In questa opera apostolica siete affiancati dagli “Ascritti”, chierici e laici che, vivendo nel mondo, desiderano conseguire la perfezione evangelica in comunione con il vostro Istituto. È bene che essi siano resi sempre più partecipi della vostra vita comunitaria. Il vostro Istituto, con la specificità del carisma rosminiano, può ancora offrire un valido servizio nell’annuncio del Vangelo. Vi esorto a proporre con costanza e lungimiranza il patrimonio spirituale e dottrinale che avete ereditato. Le inevitabili difficoltà non vi scoraggino, ma vi spingano a confidare sempre in Dio per continuare con gioia e speranza la missione che Lui vi ha affidato.

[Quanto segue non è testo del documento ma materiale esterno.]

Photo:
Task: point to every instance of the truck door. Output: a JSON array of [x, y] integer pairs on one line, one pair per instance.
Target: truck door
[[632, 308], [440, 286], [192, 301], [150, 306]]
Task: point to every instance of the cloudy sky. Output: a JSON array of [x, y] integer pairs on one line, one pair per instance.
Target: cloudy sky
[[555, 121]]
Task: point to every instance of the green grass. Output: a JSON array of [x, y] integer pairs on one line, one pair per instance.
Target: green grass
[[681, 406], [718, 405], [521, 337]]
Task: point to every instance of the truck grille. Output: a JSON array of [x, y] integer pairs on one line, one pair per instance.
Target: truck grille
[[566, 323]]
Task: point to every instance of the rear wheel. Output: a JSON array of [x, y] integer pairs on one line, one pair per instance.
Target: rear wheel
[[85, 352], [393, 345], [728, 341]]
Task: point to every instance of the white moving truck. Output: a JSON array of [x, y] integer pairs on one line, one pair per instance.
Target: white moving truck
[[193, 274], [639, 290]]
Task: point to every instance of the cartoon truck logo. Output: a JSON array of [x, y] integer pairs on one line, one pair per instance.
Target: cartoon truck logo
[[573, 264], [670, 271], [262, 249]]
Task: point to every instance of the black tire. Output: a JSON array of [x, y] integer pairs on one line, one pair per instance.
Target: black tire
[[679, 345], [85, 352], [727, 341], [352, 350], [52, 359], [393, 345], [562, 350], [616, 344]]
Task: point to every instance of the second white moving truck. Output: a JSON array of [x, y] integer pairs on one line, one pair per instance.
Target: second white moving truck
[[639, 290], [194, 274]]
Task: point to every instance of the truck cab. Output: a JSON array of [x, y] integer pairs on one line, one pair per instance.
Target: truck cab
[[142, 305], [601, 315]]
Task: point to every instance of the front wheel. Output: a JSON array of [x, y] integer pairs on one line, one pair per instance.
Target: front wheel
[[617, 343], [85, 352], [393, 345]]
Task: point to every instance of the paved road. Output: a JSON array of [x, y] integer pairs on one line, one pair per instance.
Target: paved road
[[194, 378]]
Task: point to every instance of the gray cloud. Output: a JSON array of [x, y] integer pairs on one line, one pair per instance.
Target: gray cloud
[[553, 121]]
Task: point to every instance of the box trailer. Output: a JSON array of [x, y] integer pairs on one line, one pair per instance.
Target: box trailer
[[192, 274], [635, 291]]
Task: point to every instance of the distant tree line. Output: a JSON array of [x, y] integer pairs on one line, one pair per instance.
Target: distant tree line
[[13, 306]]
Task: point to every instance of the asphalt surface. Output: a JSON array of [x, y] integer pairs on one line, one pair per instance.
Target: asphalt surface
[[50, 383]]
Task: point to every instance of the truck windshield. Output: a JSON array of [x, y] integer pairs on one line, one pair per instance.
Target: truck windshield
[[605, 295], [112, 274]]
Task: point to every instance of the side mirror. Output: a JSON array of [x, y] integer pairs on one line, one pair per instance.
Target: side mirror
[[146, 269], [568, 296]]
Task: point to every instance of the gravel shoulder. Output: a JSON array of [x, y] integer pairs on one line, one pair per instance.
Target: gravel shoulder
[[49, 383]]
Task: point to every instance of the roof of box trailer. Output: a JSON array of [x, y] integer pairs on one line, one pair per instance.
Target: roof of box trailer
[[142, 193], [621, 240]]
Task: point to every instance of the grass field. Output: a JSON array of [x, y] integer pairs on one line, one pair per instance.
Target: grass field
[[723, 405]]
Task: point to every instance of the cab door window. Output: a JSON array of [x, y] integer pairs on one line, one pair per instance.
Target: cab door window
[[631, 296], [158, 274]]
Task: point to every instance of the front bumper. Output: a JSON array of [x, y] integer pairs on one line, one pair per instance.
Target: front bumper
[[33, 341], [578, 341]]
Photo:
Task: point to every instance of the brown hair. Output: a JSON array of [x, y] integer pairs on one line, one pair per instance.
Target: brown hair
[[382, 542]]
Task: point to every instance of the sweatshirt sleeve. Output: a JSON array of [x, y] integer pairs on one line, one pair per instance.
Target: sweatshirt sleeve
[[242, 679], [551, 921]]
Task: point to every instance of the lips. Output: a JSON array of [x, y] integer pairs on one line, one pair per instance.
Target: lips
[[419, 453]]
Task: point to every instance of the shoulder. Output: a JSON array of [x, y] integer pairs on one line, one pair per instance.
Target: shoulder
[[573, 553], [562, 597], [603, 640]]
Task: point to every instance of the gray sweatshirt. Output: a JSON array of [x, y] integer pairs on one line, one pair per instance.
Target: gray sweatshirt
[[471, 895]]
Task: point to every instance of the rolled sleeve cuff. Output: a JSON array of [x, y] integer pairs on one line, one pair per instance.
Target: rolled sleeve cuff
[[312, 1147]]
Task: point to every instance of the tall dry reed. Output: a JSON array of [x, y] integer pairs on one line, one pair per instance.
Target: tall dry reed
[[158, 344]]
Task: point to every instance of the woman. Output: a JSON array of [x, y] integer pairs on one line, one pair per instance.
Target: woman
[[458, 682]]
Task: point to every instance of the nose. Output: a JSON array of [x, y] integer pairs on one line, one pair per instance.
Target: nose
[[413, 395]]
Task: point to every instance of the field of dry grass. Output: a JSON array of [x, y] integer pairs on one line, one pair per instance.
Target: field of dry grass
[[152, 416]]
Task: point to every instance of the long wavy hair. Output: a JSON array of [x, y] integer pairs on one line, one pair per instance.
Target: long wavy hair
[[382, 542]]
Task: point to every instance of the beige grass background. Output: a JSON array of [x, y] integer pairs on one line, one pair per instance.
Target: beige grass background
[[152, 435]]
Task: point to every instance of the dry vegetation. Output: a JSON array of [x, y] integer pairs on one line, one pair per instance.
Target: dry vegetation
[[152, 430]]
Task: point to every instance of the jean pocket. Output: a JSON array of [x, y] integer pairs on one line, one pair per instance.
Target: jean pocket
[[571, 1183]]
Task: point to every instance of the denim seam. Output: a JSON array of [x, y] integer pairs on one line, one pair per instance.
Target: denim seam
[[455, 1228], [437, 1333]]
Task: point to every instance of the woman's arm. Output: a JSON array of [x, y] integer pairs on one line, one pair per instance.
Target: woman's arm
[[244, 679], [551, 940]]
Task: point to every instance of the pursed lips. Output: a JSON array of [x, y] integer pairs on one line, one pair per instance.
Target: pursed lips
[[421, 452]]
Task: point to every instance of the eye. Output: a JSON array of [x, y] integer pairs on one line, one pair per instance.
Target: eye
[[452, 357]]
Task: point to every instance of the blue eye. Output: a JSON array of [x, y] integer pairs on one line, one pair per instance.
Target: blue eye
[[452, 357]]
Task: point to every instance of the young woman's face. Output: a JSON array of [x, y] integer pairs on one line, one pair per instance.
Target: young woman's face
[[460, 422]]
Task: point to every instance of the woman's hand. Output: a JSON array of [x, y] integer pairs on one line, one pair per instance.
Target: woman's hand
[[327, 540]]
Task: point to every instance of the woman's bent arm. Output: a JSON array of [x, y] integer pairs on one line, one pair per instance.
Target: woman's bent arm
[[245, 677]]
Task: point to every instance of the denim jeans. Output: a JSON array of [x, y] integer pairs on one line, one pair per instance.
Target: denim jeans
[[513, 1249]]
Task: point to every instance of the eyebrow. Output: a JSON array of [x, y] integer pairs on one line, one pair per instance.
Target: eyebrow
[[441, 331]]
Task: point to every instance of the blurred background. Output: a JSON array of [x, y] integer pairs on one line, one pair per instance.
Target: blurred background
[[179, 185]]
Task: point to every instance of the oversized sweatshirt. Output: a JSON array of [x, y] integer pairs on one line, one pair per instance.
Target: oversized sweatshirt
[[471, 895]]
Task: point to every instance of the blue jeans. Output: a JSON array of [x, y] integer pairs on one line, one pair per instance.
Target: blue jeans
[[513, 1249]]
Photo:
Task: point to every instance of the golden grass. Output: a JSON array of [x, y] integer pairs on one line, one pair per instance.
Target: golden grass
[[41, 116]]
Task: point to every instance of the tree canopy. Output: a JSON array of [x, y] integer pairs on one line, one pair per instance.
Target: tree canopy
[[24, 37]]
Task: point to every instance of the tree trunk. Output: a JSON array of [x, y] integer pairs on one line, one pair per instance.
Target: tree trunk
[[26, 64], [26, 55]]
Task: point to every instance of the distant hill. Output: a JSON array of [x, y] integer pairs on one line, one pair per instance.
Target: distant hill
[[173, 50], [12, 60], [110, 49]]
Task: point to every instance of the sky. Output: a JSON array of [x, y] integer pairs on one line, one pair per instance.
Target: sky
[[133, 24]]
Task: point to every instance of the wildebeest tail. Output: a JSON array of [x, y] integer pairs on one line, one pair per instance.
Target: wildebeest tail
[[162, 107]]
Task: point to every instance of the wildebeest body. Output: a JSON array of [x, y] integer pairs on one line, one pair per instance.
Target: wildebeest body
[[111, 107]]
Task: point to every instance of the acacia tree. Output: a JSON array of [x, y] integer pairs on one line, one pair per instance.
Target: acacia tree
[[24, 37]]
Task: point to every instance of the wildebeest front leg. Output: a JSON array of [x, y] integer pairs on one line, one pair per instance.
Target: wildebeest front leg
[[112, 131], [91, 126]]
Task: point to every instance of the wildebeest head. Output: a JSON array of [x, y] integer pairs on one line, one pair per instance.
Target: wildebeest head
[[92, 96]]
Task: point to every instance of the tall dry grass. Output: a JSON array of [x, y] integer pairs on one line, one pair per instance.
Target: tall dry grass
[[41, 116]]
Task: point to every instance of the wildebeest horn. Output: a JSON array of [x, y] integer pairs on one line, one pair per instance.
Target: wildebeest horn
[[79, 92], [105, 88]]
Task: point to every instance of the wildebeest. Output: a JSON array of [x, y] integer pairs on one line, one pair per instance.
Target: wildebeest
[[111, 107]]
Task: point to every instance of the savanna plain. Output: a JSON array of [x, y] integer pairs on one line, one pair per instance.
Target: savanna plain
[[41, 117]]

Lo Spirito Santo vi renda strumenti vivi della carità universale nella Chiesa e nel mondo, capaci di aiutare quanti incontrate nel vostro apostolato a rinnovare incessantemente la speranza, che «non delude, perché l’amore di Dio è stato riversato nei nostri cuori per mezzo dello Spirito Santo che ci è stato dato» (Rm 5,5). Vi affido alla materna protezione della Vergine Maria e di cuore vi imparto la Benedizione apostolica”. E come in ogni suo discorso il Papa ha concluso. “Per favore, non dimenticatevi di pregare per me. Grazie”.